ECLI:NL:GHDHA:2022:2029
Gerechtshof Den Haag
- Beschikking
- Rechtspraak.nl
Vernietiging van beschikkingen inzake verhuizing en zorgregeling van minderjarige na echtscheiding
In deze zaak heeft het Gerechtshof Den Haag op 25 mei 2022 uitspraak gedaan in hoger beroep betreffende de verzoeken van een vrouw om vervangende toestemming te verlenen voor een verhuizing met haar minderjarige kind naar een andere gemeente. De vrouw, die in hoger beroep was gekomen van een eerdere beschikking van de rechtbank Rotterdam, verzocht het hof om haar toestemming te geven om met de minderjarige te verhuizen, aangezien zij daar inmiddels al twee jaar woonde. Het hof oordeelde dat het van belang was om rust en duidelijkheid te creëren voor de minderjarige.

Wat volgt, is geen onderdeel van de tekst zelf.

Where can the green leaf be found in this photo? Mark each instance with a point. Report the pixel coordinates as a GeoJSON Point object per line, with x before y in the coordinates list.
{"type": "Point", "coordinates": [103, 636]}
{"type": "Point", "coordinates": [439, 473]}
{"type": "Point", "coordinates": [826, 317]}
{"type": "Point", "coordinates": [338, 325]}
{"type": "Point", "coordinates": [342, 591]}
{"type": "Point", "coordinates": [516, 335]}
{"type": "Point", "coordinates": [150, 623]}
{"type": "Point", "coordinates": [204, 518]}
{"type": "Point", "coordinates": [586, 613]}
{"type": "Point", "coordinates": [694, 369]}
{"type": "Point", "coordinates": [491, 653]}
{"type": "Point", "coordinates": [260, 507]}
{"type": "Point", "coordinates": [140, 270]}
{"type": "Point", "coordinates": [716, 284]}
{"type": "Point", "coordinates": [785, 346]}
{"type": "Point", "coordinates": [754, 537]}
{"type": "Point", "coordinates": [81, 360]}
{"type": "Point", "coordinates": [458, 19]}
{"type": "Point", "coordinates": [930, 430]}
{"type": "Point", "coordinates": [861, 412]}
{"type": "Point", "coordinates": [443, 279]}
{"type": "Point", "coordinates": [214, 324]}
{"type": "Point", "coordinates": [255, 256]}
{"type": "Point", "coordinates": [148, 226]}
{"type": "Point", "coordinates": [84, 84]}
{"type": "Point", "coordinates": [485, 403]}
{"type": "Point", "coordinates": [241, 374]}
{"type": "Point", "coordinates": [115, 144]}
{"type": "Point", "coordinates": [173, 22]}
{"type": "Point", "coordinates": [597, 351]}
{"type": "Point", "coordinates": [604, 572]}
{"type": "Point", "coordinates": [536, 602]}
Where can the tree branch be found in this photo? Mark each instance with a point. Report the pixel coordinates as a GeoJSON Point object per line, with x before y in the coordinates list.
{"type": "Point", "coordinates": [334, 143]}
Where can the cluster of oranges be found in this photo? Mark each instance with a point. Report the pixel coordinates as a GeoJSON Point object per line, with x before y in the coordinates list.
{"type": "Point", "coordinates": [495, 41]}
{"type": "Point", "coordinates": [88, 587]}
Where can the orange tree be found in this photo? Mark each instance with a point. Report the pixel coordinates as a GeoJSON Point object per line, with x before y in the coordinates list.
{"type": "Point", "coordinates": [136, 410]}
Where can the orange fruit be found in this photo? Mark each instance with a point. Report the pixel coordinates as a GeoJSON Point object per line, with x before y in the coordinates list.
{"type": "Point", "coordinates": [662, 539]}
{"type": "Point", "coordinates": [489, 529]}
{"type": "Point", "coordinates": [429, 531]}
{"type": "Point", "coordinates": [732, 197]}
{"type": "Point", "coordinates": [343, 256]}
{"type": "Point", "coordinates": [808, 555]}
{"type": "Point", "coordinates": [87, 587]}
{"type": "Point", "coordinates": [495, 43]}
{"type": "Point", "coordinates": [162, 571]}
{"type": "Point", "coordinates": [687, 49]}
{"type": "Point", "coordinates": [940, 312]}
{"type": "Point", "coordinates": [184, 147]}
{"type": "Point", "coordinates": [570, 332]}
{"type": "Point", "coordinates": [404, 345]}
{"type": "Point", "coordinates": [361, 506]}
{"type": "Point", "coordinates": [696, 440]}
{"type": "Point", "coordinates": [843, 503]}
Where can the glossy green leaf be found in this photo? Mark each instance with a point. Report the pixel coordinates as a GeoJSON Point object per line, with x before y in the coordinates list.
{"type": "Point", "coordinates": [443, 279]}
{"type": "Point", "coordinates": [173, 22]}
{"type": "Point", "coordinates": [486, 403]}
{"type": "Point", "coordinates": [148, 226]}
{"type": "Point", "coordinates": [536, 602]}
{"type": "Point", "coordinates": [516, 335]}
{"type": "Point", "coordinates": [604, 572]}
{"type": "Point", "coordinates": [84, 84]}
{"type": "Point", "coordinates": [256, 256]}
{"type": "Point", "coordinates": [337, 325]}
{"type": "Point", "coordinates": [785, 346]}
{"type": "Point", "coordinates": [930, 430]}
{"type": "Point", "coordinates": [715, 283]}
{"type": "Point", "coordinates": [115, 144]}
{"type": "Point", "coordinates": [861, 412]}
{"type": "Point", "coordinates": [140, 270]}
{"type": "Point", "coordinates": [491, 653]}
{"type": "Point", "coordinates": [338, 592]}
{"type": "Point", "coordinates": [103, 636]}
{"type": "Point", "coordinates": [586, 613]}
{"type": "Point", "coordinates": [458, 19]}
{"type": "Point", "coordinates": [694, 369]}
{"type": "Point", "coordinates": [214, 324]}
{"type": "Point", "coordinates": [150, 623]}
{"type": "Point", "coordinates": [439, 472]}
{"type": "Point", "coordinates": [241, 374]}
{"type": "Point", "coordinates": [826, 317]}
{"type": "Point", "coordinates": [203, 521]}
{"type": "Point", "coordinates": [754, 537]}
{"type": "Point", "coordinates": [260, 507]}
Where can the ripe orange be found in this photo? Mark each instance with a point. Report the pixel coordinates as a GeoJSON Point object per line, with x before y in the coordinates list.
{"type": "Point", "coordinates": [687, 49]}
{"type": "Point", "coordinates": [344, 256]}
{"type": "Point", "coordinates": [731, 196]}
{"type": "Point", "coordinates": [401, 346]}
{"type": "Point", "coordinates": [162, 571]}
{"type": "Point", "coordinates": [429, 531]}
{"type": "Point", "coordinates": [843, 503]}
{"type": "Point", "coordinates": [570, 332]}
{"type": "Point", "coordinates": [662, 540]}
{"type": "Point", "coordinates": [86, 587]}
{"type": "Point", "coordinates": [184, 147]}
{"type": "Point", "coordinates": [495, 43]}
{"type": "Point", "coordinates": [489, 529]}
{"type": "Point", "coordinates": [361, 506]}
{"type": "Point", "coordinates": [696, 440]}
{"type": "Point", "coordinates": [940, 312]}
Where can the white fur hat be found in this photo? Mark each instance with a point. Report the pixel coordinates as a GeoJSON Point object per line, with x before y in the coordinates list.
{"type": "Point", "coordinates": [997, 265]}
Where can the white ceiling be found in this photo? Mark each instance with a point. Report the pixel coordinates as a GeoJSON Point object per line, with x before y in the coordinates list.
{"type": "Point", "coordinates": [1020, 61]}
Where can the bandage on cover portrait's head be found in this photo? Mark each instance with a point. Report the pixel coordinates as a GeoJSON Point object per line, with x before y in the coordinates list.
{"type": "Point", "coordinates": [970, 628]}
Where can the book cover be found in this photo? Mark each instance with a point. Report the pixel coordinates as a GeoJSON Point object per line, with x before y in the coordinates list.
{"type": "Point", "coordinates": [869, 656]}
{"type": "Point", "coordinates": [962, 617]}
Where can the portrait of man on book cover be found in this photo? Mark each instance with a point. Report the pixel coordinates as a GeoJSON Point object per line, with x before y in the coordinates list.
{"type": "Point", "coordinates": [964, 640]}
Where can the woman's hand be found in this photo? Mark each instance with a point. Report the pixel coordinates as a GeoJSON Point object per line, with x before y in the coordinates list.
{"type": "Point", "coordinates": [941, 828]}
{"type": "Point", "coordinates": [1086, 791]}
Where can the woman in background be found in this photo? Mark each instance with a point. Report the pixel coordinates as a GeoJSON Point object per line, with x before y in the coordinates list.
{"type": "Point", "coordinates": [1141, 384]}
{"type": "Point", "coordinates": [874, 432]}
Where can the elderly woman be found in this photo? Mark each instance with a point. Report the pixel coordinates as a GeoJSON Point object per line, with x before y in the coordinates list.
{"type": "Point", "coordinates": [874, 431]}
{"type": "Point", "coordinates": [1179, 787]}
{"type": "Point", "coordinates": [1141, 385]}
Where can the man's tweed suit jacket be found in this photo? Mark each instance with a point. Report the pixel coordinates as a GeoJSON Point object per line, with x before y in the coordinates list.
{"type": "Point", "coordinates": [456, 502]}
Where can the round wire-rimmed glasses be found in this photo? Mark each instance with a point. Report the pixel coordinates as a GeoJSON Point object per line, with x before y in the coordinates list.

De rechtbank had eerder de verzoeken van de vrouw om te verhuizen afgewezen, maar het hof heeft deze beslissing gedeeltelijk vernietigd en de vrouw alsnog toestemming verleend om te verhuizen. Daarnaast heeft het hof de zorgregeling tussen de ouders aangepast, waarbij de minderjarige om de week bij de man verblijft en er telefonisch contact is. De man had verzocht om de hoofdverblijfplaats van de minderjarige bij hem te bepalen, maar het hof oordeelde dat dit niet in het belang van de minderjarige was, gezien de stabiliteit die de huidige situatie bood. De zaak betreft ook de afwikkeling van huwelijkse voorwaarden en alimentatie, maar het hof heeft deze verzoeken niet beoordeeld, aangezien de focus lag op de verhuizing en zorgregeling. De beslissing van het hof is genomen met inachtneming van de belangen van de minderjarige, die centraal staat in deze procedure.